I’d been up early and studied his personnel file.
He had been a high-flying detective in the Chicago Police Department, promoted young to be commander of the 26th District on the city’s South Side. However, his glittering police career had stalled somewhat when five of his junior officers had been arrested for planting incriminating evidence to secure a conviction. Even though the investigation by the FBI had concluded that Gibson had not known about or been involved in the conspiracy, he had done the honourable thing and resigned.
That principled action had been rewarded by the call to set up the racing section at FACSA.
There was a knock on the office door. Norman looked over my head and stood up. ‘I’ve arranged for you to spend time with one of our special agents, Frank Bannister.’ He waved the man in. ‘Frank, this is Jeff Hinkley, from England.’
I stood and shook Frank’s hand while we both looked each other up and down. He was taller than me by at least four inches, and broader too. He squeezed my hand hard as if to make sure I knew that he was also stronger. He smiled down at me and I smiled back without a waver. If he wanted to play silly games, so be it, but I wouldn’t rise to his bait.
‘Frank will show you the ropes,’ Norman said. ‘Stick to him like glue.’

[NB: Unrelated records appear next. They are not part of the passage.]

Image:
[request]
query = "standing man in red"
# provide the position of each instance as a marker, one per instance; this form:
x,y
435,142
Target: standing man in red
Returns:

Frank didn’t look best pleased at the prospect but he was civil enough – just.
He showed me round the office and I met the other staff.
‘Bob Wade,’ one of them said, smiling warmly and offering his hand. ‘Welcome to the madhouse.’ He laughed with a distinctive rapid-fire guffaw.
‘Thank you,’ I said.
Steffi Dean sat at the desk next to his. Not conducive, I thought, to hard work. I also shook her hand and wondered what she saw in Special Agent Wade, who appeared somewhat older in the flesh than in his personnel-file mugshot.

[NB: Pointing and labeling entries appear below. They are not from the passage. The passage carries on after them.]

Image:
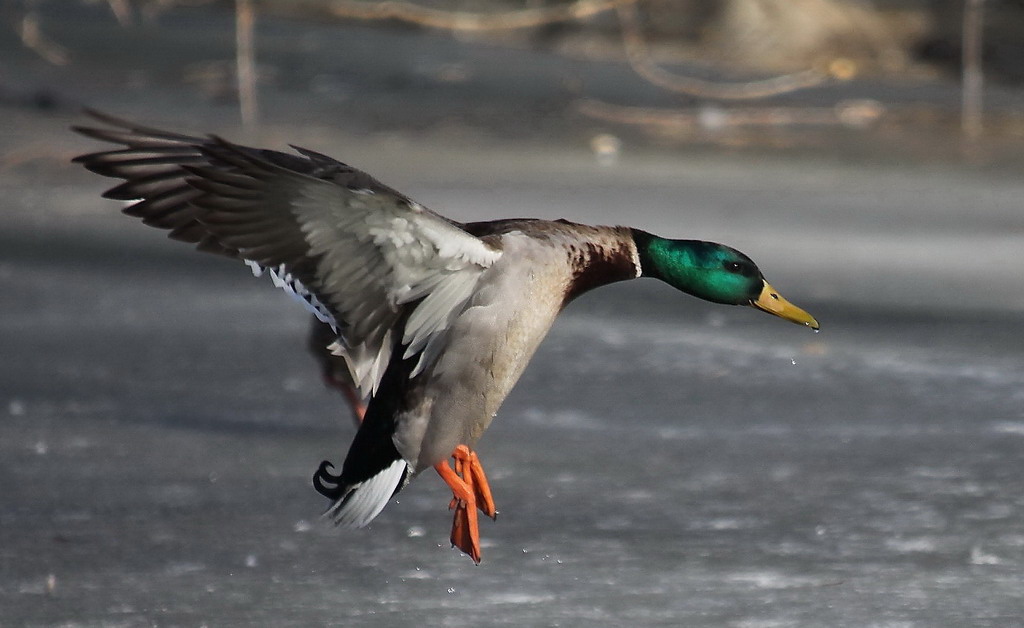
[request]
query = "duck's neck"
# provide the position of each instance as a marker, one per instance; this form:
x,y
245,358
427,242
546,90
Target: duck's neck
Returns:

‘Are you all special agents?’ I asked.
‘Sure are,’ Frank said. ‘All FACSA agents are special.’
I wasn’t sure if he was being facetious.
‘Ignore him,’ Steffi said. ‘But he’s right. Special agent is a rank and all FACSA agents are special agents. We’re all L-E-Os, just like the special agents in the FBI and DEA.’
‘L-E-Os?’
‘Law-enforcement officers.’
‘Does anyone have only regular agents?’ I asked.
‘Not here,’ Frank said loudly. ‘Nothing regular about this lot.’ He laughed expansively at his own joke while Bob and Steffi looked slightly embarrassed.

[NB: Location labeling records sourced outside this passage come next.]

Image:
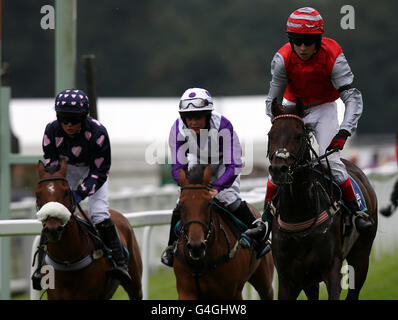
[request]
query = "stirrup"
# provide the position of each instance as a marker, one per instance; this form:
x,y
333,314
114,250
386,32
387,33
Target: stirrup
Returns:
x,y
167,257
264,249
36,280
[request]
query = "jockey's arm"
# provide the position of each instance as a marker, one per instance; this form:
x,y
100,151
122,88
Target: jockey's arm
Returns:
x,y
278,82
232,159
99,164
50,152
342,79
178,156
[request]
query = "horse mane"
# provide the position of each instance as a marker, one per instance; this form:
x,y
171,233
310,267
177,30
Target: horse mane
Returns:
x,y
296,109
195,174
52,169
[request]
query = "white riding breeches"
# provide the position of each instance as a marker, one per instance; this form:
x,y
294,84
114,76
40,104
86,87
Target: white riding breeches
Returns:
x,y
323,122
98,203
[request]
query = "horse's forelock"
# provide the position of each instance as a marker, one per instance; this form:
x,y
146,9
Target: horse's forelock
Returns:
x,y
53,169
54,210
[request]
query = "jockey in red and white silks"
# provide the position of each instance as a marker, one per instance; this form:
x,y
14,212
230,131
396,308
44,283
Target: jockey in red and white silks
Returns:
x,y
315,69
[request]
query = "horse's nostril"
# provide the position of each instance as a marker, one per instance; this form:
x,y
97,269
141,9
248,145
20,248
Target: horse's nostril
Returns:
x,y
271,169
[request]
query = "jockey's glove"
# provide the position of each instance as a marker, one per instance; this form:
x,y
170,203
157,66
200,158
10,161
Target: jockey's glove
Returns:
x,y
77,197
339,140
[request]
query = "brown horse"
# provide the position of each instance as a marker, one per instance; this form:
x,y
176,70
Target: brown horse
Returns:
x,y
80,270
209,262
309,240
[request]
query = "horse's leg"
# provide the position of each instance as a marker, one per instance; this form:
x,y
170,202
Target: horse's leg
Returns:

‘Does everyone carry a gun?’ I asked.
It was difficult not to notice the automatic pistols that each of them had in holsters either on their belts or under their shoulders. The Attorney General had clearly been busy with his authorisations.
‘Only the special agents,’ Steffi said. She patted the gun as if it were a family pet. ‘Never leaves my side. I even sleep with it under my pillow.’
I wondered if there were two guns under her pillow when she slept with Bob Wade.
‘Have you used yours much?’ I asked her.
‘Only on the range. We all have to pass a marksman test every year in order to keep our special-agent status. But I’ve never had to use my weapon in the field. Not yet, anyway.’
‘Is it loaded?’
She smiled at me as if I was an imbecile. ‘Of course it’s loaded. No point in having it otherwise.’ She removed the gun from the holster. ‘Glock twenty-two-C, point-four-zero-calibre automatic.’ She pushed a latch on the pistol grip and slid out the magazine, visibly full of shiny brass bullets. ‘Fifteen rounds per mag. Smith and Wesson hollow-nosed expanding ammunition. And I have a silencer plus two more full mags on my belt.’